D.O.A. – 1950 Film Noir Classic

Though it is not without its flaws, the movie D.O.A. (1950) is considered by many to be one of the best examples of classic film noir. When I first started watching old movies, I didn’t watch much film noir, however after watching and enjoying movies like Scarlet Street, Woman in the Window, and Out of the Past among others I developed a new appreciation for the style. Now I am on a quest to learn as much as I can about it and add many more to the list of those I’ve already watched.

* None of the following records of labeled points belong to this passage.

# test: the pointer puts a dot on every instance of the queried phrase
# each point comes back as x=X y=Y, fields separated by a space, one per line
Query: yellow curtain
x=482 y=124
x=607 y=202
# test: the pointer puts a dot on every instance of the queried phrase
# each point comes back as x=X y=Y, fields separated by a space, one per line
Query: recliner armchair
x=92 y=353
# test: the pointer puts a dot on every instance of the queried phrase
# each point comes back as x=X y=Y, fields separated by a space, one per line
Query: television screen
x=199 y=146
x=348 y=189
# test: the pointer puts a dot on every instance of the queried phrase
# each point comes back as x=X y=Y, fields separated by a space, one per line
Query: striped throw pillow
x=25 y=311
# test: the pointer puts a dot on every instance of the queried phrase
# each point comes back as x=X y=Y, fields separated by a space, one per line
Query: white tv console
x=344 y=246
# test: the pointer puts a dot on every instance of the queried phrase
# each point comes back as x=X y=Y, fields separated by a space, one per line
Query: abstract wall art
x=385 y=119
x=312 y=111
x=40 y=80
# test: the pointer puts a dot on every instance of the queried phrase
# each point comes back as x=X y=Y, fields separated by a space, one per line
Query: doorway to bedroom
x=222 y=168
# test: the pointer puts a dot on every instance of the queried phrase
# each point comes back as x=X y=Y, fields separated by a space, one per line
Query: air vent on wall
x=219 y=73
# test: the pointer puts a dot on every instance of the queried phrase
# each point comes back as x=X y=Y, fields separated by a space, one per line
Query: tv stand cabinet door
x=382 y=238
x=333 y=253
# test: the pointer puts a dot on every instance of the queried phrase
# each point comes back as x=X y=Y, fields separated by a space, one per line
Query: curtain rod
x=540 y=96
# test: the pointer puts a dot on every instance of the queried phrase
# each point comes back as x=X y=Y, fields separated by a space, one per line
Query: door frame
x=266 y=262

One thing I found as I started studying film noir recently is that many classic film critics do not consider it an actual genre, but more of a visual style or the mood of a film. Either way, most seem to agree that film noir movies generally contain many of the same elements. While watching the movie D.O.A., which centers around the character of Frank Bigelow (played by Edmond O’Brien), a man who goes on a search to find out who murdered him by giving him a lethal dose of poison, I observed the film for some of those common film noir characteristics:

Centered around a hard-boiled or cynical male character, often times with a detective or private eye as the hero. Also frequently involves an innocent person or “everyman” who was framed or is doomed to suffer some kind of negative fate.

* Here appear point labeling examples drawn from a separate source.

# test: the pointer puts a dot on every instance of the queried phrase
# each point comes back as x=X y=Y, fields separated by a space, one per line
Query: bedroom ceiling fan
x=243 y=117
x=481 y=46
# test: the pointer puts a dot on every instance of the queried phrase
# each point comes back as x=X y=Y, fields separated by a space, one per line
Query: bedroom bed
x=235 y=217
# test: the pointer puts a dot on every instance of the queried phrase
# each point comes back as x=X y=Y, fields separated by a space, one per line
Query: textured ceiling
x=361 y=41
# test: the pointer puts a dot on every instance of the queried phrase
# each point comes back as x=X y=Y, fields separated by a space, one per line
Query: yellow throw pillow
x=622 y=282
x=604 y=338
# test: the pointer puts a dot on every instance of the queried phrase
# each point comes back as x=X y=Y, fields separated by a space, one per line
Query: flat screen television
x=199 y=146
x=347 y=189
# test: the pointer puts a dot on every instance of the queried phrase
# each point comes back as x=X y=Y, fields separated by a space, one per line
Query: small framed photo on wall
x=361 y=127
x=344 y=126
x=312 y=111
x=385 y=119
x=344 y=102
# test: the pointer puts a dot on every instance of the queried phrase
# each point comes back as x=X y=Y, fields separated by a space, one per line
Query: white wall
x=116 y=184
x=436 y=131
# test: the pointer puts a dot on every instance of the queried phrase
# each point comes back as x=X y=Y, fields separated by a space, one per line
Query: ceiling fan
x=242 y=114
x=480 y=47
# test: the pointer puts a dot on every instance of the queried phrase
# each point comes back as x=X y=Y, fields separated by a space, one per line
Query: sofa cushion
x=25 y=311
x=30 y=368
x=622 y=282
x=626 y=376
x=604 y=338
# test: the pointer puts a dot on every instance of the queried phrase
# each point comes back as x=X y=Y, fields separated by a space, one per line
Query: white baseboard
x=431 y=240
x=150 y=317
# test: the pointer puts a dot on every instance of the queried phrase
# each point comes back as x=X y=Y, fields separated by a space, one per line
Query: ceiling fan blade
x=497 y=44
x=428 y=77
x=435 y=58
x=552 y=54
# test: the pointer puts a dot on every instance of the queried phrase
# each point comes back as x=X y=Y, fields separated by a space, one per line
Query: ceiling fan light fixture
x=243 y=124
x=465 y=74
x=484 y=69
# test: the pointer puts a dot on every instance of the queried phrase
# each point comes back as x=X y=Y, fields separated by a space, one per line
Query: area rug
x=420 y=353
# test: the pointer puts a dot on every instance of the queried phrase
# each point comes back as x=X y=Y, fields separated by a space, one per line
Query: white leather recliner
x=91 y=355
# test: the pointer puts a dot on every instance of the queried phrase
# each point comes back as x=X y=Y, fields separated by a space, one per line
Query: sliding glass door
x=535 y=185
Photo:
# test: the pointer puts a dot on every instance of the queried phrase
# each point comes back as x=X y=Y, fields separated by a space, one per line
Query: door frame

I wouldn’t necessarily consider Frank hard-boiled, but his reluctance to commit to his girlfriend and his wandering eye made him a somewhat unlikeable character. Even though he was an accountant, not a detective he also in a sense took on that role as he went on the search for his killer. And of course, right from the beginning of the movie the viewer knew what kind of fate he was going to suffer when he revealed that he was searching for his own murderer. He was basically the innocent “everyman” who happened to be in the wrong place at the wrong time.

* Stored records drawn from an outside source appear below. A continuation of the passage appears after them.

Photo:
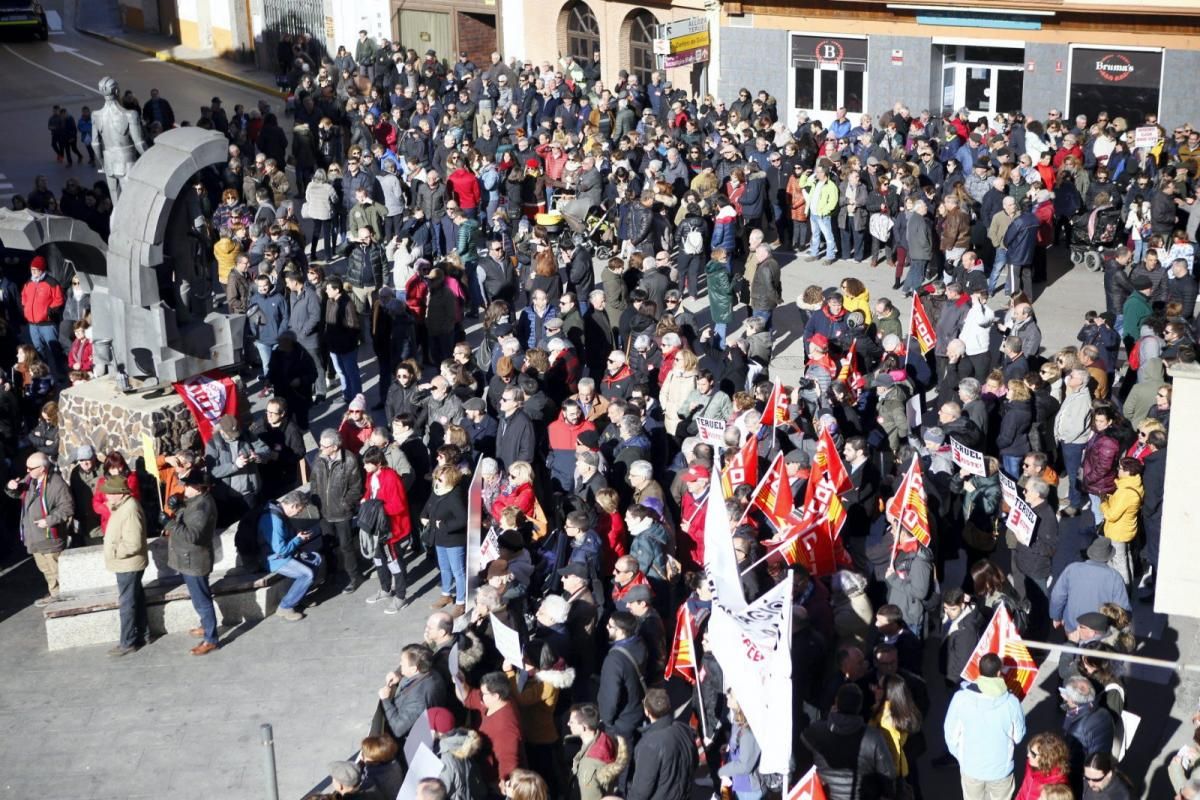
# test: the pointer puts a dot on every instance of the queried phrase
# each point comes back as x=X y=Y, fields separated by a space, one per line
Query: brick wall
x=477 y=36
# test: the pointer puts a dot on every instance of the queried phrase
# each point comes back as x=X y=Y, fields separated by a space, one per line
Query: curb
x=165 y=55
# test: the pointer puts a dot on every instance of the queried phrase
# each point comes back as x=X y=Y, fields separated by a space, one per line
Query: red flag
x=208 y=396
x=809 y=788
x=775 y=411
x=909 y=506
x=683 y=651
x=743 y=468
x=1001 y=637
x=921 y=328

Contains a beautiful, double-crossing femme fatale and in contrast, a loving and supportive female character.

There were several characters that could have been considered the femme fatale in this movie; Mrs. Phillips played by Lynn Baggett or Miss Foster played by Beverly Garland, but the character who probably best fits that role was Marla Rakubian, played by the actress and model Laurette Luez. The loving, supportive female was represented by the character of Paula, Frank Bigelow’s girlfriend. She supported Frank and stuck with him even though he wasn’t always loyal to her.

Complex plots which were often difficult to follow.

This is one thing it seems many fans of film noir can relate to, and it once played a part in why I didn’t enjoy the style as much as I do now. As with many other movies, I found some of the plot twists to be a bit confusing and it wasn’t always easy to follow every detail leading to the discovery of why the murderer wanted to kill Frank.

Scenes set on dark streets, in dimly-lit rooms, or in abandoned buildings, and the use of a low-key lighting style which often produced dark shadows.

D.O.A. has several scenes that take place on dark streets around San Francisco and Los Angeles, two locations that were common in film noir, and in dimly-lit buildings including the bar where Frank was poisoned, a shootout in a drug store, and in one of the final scenes when Frank finally confronts his killer. This scene took place in the Bradbury Building in Los Angeles, a building that still exists today and was a location used in the filming of the movie Blade Runner.

The style of lighting used in this movie created shadows that followed most of the characters throughout the movie, but at times they almost seemed to be overused or exaggerated. That along with the strange “wolf-whistles” that were heard every time Frank looked at a beautiful woman, had me questioning at the beginning of the movie whether it really was true film noir. Aside from those flaws, I really enjoyed the movie and would recommend it to anyone who also enjoys the film noir style.

Do you think D.O.A. should be considered a film noir classic?